Essa postura chegou a provocar preocupação na ala do Supremo que quer o fim das emendas, e dúvidas na ala conhecida como “Centrão do STF”, um grupo mais pragmático e politicamente ativo da corte do qual participam Gilmar e Toffoli.
Nenhum deles gostaria de manter o orçamento secreto como está, até porque um dos poucos consensos que existe no STF é o de que essas emendas deram ao Congresso poder de se portar como mediador nas crises com o presidente Jair Bolsonaro – sempre pedindo algo em troca, evidentemente.
Além do mais, nenhum dos ministros perdoa declarações como a do deputado federal reeleito Elmar Nascimento (União Brasil-BA), aliado ultra próximo de Lira, que ameaçou o STF em entrevista ao “Estadão”, em outubro.
“Se tirar o nosso, a gente tira o deles”, disse o deputado, ao responder sobre a possibilidade de o Supremo acabar com o orçamento secreto após as eleições. “E quem faz o orçamento do STF? Aí ele vai tirar o orçamento da gente e a gente vai aceitar?
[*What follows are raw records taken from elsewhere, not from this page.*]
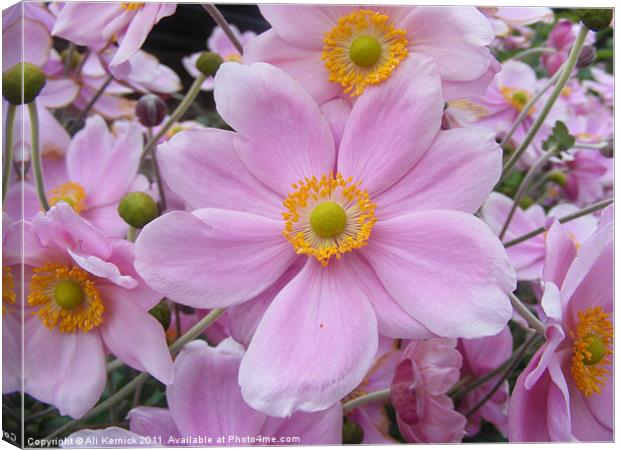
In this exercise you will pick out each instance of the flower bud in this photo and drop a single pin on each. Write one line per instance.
(208, 63)
(137, 209)
(596, 19)
(352, 433)
(151, 110)
(558, 177)
(161, 312)
(586, 57)
(34, 81)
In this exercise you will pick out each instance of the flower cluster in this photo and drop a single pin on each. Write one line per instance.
(366, 224)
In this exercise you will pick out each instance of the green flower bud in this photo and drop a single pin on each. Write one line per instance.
(208, 63)
(161, 312)
(137, 209)
(34, 81)
(596, 19)
(352, 433)
(558, 177)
Se tirar o nosso, a gente tira o deles.”
A própria declaração de Nascimento já era uma reação à percepção que havia, na reta final da campanha, de que se Lula ganhasse o orçamento secreto seria derrubado na Corte. Naquela época, os petistas tinham inclusive um “mapa” mostrando que ele cairia com pelo menos seis votos contrários.
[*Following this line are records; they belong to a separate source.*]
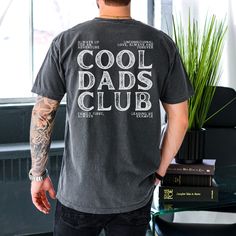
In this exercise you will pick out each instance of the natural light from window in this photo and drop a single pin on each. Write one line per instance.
(21, 56)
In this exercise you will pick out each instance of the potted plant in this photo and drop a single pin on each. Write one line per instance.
(201, 53)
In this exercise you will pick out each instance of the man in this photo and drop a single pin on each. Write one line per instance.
(114, 70)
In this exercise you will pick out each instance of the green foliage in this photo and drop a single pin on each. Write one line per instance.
(201, 53)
Mas, nas últimas semanas, várias vezes se ouviu de ministros do “Centrão do STF” que o tribunal deveria seguir o mundo político e criar uma “modulação” com regras que dessem mais transparência às emendas, sem acabar com elas de uma vez.
Muita gente no Congresso interpretou esse tipo de mudança como uma adaptação do tribunal ao novo cenário político, e já contava com uma solução intermediária que não acabasse totalmente com o orçamento secreto.
A movimentação de Lula dá novo fôlego ao grupo que trabalha para acabar com essa categoria de emendas, que inclui a presidente do STF, Rosa Weber.
Foi ela que suspendeu, em dezembro de 2021, os pagamentos do orçamento secreto, considerando que a “distribuição dos recursos sem critérios técnicos e por interesses políticos “viola os princípios da publicidade e da impessoalidade dos atos da administração pública”.
Depois disso, o Congresso aprovou uma resolução determinando que o Congresso divulgasse para onde foram enviados os recursos e quais parlamentares foram os responsáveis pelas emendas, o que levou Rosa Weber a suspender sua liminar para aguardar o julgamento do mérito da questão – ou seja, se as emendas são inconstitucionais e devem ser extintas ou não.
O acordo com o Supremo, porém, nunca foi completamente cumprido, e até hoje há fatias do orçamento secreto cujo destino e seus padrinhos são ignorados.
O julgamento que começa na próxima quarta-feira já ocorre em condições diferentes, com um novo presidente da República prestes a assumir e se movimentando fortemente nos bastidores contra o orçamento secreto. Difícil prever o desfecho, mas é certo que a balança começou a pender contra Lira e para o lado de Lula.